The man shot him a sardonic glance but did not answer.
Aunt Cal got up. “I really think, Rose,” she said, “we should be starting for home. It’s growing dark and we’ve had quite enough excitement for one day.” She turned to the sailor and fixed him with a stern glance. “I sincerely trust, Gopher,” she said, “that you will not leave the neighborhood until I’ve had a further talk with you. I—I naturally wish to hear more details of my cousin’s last days.”
The man did not answer for a moment. But there was an insistence in Aunt Cal’s tone that was not to be disregarded. Perhaps he thought that, since the game was up in any case, his best chance lay in compliance. “Okay,” he said with another lift of his bony shoulders. “I’ll hang round for a spell.”

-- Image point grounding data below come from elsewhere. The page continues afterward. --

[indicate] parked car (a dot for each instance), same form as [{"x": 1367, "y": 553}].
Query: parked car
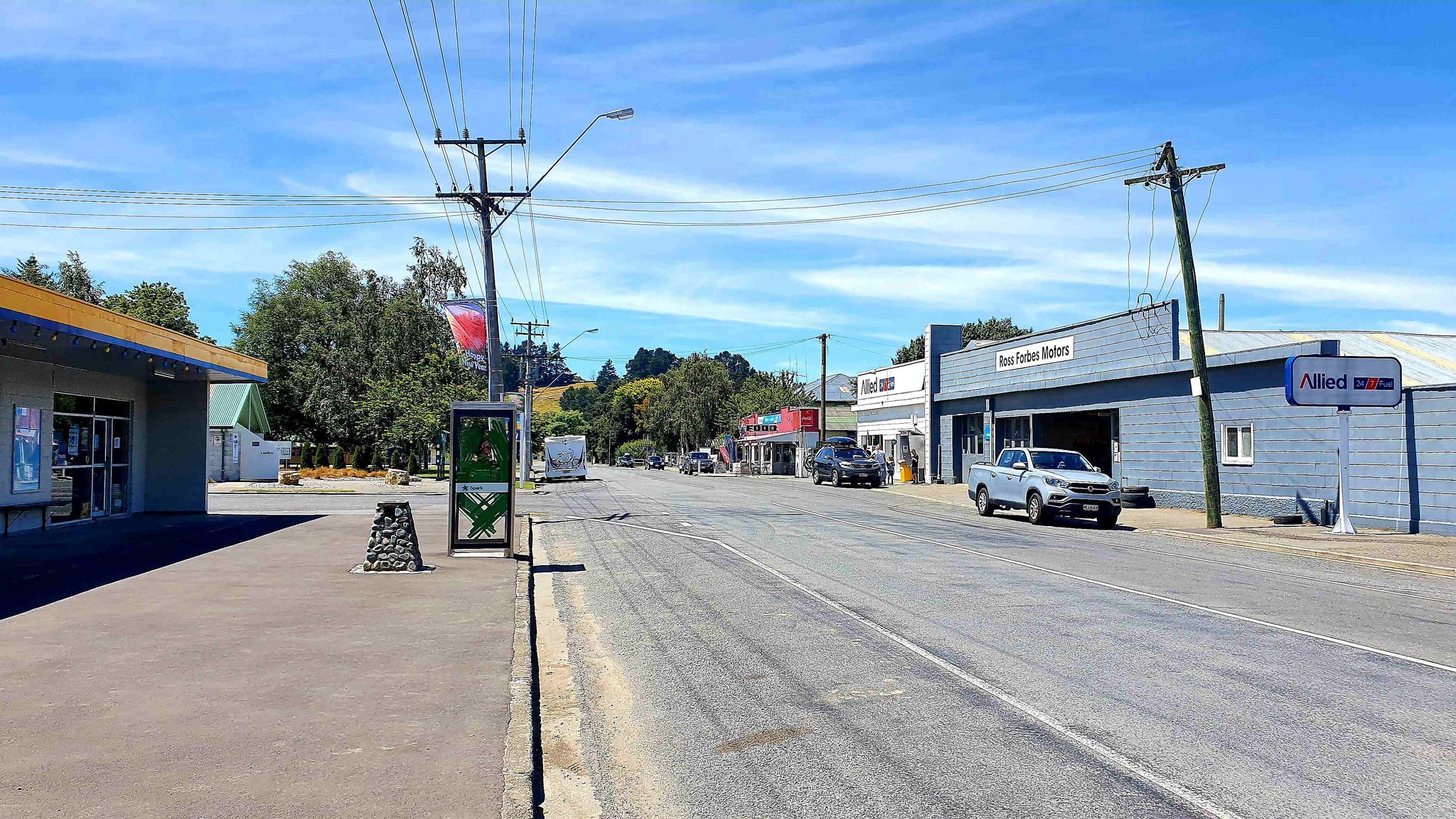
[
  {"x": 846, "y": 464},
  {"x": 1046, "y": 483},
  {"x": 695, "y": 462}
]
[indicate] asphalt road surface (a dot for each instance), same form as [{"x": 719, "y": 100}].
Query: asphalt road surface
[{"x": 766, "y": 648}]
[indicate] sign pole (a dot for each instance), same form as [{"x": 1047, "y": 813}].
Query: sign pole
[{"x": 1343, "y": 523}]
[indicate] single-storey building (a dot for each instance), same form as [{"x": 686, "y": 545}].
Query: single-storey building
[
  {"x": 105, "y": 414},
  {"x": 1117, "y": 390},
  {"x": 236, "y": 429}
]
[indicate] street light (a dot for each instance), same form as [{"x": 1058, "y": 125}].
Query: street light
[{"x": 621, "y": 114}]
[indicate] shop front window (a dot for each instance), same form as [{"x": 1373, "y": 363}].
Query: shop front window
[{"x": 91, "y": 458}]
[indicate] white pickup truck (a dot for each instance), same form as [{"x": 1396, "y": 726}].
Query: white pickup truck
[{"x": 1046, "y": 483}]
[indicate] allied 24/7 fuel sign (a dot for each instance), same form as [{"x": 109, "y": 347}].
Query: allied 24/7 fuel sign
[{"x": 1343, "y": 381}]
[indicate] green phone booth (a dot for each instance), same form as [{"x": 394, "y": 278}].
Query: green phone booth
[{"x": 482, "y": 494}]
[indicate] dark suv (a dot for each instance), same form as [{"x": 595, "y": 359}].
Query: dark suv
[{"x": 845, "y": 464}]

As Miss Blossom’s little car rolled away down the hill, no one spoke for a time. Eve and I were in the rear seat. Hattie May had gone with Hamish in his car. It was with some difficulty that we had succeeded in prying the latter loose from the man whom he considered his lawful prisoner. What was the use, he insisted, of pulling off a capture if you had to turn the fellow loose again?
But Aunt Cal’s wishes of course had prevailed and Hamish, still grumbling, had been obliged to depart and leave the villain, as he dubbed him, to his own devices.
As we turned into the main highway at The Corners, Miss Rose settled back. “Well, it does beat all,” she said, “the mysterious ways Providence does work. To think of that rascal Carter sealing up that old cupboard with the will in it and going off to the ends of the earth!”
“No, Rose, not a rascal,” Aunt Cal returned, “you mustn’t think of him like that. It was just a—a kind of prank. He never meant to keep the house from me for long, he says so in this note. You see I—I was away out West at the time he left. I think it was just as Gopher said, he wanted to come back a rich man——”
“And make you sorry you’d married Tom Poole instead of him,” put in Miss Rose calmly. “That was just like him, always believing that money was all that counted even in a love affair.”
“He says,” said Aunt Cal softly, “that he hopes I will forgive him everything. I believe he realized—at the end—the mistakes he’d made.”
Miss Rose nodded. “Yes, Carter wasn’t a bad fellow at heart,” she said.
“And Mr. Bangs?” Eve asked hesitantly, “you knew him before, Aunt Cal?”
“Oh, yes. His real name is Gopher—Harry Gopher. He shipped as cook with Uncle Judd for years and used often to be around town between voyages. Uncle always said he was a rascal but he had a fondness for him too. I shall have to see what can be done for him.”
XXVI
The Unveiling
A MONTH had gone by. August was already drifting into September. School loomed ahead but we hardly gave it a thought. Each day as it came along was too absorbing, for Eve and I agreed that the business of making an old house come to life again was about the most thrilling experience in the world.